How about this for a fix? Just thinking out loud here...

Let's make a protocol that allows a server to specify to its upstream ISP to cut off all traffic from a particular IP address. The ISP can either soak up the traffic, or go further up to its own upstream ISP and relay the request, and so on until the source of the attack is reached. Now it's between an IoT device owner and his residential ISP, it's up to them to sort it out.

To motivate all ISPs to play along let's make a law for each ISP to be financially responsible for failure to honor such requests, enough for a victim to pay for defense plus some %% in penalties.

Sort of an automated "Ceases and Desist" letter, and a failure to abide is an automatic tort.

Hm?


Let's be a hacker and abuse the protocol and shutdown the internet


BGP flowspec works kind of like that. Also routers don't have unlimited capacity to hold everyone's filtering rules, don't forget that.


Your typical large-scale attack has a few thousand IPs at most, so it's technically doable. All that's missing is the motivation for everyone to abide. With enough incentive hardware makers might accommodate, too.


But how do you know which ips? To request for in the first place without banning legitimate users?


It shouldn't be hard to tell a person from a dos robot. Person can authorize to get whitelisted, or solve captcha. Persons rate of requests is much lower than that of a bot.

The problem is what to do once abusive IPs are identified. Right now you will pay for all the bandwidth used.

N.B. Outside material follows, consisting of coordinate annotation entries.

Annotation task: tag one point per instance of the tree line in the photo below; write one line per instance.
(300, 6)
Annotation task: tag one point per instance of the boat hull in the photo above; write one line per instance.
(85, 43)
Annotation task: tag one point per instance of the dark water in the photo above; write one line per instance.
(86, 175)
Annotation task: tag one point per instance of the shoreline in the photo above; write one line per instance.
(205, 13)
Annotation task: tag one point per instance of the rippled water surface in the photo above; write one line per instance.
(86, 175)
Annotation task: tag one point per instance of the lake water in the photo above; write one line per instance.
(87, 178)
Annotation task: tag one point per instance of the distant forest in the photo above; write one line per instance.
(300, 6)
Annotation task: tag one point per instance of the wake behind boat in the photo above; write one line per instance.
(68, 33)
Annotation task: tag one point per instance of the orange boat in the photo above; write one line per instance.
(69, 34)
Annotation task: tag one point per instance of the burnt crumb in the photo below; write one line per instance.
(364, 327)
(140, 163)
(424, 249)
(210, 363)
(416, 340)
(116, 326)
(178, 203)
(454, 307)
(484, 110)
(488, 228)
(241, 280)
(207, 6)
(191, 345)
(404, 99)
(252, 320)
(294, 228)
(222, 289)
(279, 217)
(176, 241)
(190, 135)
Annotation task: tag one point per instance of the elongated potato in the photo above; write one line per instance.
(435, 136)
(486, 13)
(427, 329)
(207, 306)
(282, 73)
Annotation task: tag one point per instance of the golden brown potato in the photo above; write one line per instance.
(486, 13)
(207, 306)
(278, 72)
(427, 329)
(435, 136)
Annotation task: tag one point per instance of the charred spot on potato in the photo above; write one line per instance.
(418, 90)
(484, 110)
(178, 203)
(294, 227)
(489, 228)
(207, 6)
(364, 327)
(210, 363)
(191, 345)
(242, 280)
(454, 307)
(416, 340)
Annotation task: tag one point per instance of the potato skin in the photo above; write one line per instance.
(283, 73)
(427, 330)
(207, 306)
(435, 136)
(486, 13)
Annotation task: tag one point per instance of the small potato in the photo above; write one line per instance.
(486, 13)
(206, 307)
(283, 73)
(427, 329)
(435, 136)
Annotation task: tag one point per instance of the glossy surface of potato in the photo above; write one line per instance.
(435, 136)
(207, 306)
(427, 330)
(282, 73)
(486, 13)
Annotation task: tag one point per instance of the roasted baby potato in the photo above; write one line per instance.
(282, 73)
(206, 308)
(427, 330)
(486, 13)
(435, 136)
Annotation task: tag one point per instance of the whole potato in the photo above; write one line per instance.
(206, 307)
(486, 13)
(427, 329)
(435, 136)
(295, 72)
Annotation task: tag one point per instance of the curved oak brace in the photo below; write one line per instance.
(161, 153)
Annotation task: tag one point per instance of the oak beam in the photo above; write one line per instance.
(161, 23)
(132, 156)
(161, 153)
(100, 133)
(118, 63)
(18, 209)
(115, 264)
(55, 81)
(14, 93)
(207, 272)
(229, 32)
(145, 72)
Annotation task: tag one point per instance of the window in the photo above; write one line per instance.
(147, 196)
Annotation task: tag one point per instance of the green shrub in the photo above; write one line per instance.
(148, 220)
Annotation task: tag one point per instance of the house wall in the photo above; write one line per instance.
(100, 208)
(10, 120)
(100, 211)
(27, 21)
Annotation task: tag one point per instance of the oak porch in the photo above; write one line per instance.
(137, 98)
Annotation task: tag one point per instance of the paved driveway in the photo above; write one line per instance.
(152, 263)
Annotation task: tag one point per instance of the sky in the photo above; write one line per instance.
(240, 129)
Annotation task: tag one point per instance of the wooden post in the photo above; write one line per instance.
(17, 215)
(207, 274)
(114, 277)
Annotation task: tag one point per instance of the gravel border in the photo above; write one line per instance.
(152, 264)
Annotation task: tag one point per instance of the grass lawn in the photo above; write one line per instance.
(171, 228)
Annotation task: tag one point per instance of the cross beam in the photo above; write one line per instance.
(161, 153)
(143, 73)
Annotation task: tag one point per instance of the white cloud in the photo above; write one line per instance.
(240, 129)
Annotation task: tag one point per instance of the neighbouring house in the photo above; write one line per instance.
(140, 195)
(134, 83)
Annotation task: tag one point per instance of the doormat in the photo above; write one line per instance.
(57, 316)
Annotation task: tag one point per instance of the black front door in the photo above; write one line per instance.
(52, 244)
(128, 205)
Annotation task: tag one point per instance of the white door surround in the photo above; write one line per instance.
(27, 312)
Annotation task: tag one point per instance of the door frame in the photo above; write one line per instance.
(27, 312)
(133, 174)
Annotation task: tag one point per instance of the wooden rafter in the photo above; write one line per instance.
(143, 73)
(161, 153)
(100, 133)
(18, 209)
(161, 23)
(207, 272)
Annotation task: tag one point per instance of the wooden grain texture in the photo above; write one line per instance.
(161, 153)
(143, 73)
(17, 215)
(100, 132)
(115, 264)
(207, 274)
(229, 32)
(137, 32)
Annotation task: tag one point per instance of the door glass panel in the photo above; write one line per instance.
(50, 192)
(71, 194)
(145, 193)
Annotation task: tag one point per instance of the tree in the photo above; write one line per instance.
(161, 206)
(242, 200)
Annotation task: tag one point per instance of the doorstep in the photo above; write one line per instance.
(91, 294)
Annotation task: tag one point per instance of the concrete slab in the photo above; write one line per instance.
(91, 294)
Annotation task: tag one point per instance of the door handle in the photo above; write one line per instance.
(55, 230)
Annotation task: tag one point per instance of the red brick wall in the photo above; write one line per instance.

Time probably time to name and shame brands. CP Plus is doing so much marketing in India with TV slots.

They should probably invest that in doing some research and patching .

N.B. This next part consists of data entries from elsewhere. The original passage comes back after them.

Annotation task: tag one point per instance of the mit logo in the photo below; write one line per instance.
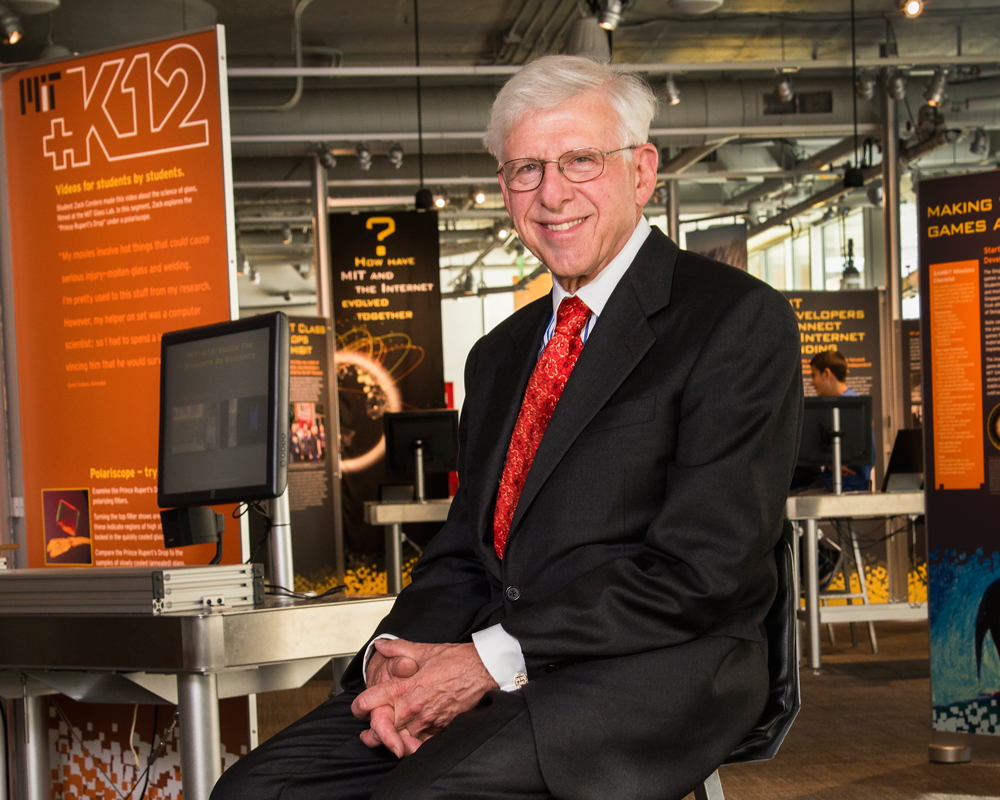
(39, 91)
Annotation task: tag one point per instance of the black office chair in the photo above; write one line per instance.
(762, 743)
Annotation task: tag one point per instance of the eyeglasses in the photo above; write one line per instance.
(580, 165)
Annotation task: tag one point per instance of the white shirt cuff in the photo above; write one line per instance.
(370, 651)
(501, 654)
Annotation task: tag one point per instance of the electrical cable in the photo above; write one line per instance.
(100, 767)
(6, 741)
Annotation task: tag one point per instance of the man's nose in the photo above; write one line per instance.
(555, 188)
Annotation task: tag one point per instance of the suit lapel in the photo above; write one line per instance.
(619, 340)
(490, 452)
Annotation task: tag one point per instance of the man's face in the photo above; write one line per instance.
(575, 229)
(825, 383)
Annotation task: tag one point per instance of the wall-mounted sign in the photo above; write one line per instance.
(120, 220)
(387, 298)
(959, 224)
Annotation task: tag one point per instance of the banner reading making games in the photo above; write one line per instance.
(117, 175)
(960, 313)
(387, 299)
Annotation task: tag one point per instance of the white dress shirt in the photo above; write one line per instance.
(499, 651)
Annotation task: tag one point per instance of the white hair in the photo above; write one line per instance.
(550, 81)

If things get too bad, can cloudfare pool with google, etc. and just block the IPs of those affected? (until someone fills a captcha)



AFAIK Cloudflare only deal with HTTP and HTTPS, so nothing else goes through their proxy.

Which doesn't matter anyway because the traffic is still going through the edge networks (the ISP and a little bit upstream from there), so is still bandwidth impacting at some point.

We really need a way of getting the ISPs to talk to the providers upstream, and a way of notifying back that a particular host is causing problems. Unfortunately ISPs don't want to do this because unhappy customers = revenue. Also I don't want my traffic analysed on the way through, so there's a freedom issue on this too.

So it's not an easy problem to solve, but the ISPs could do it. But they won't.

On the flip side dealing with this sort of stuff is why i'd like to work for Cloudflare, Google, Facebook or others. It's fascinating how technical solutions can be bypassed by customer or provider inertia.


It's high time we start fixing criminal liability for companies building such poor quality software and hardware.


Seems somewhat ironic that an article about DDoD is published on CloudFlare's blog.


CLoudFare seems honestly interested in making the Internet a better place, one that does not need its current services. I guess they can pivot easily into a cheap bandwidth provider, so this doesn't hurt much.

I salute their help and everything, but it's always important to keep in mind that helpful companies are just an acquisition away from antagonizing us.


Ironic? To me, it seems quite fitting that a company who has "protecting you from DDoS attacks" as one of their major selling points would publish an article about (recent and relevant) DDoS attacks.


Ironic in the sense that they protect companies offering DDoS as a service.


I'm not so sure "ironic" means what you think it means.


Their graphs mention Mrps and Krps, any idea what the R stands for?


Requests (i.e. HTTP requests).


[flagged]


We detached this subthread from https://news.ycombinator.com/item?id=12684368 and marked it off-topic.


Seriously? That comment is worthy of Beavis and Butthead. And not in a good way.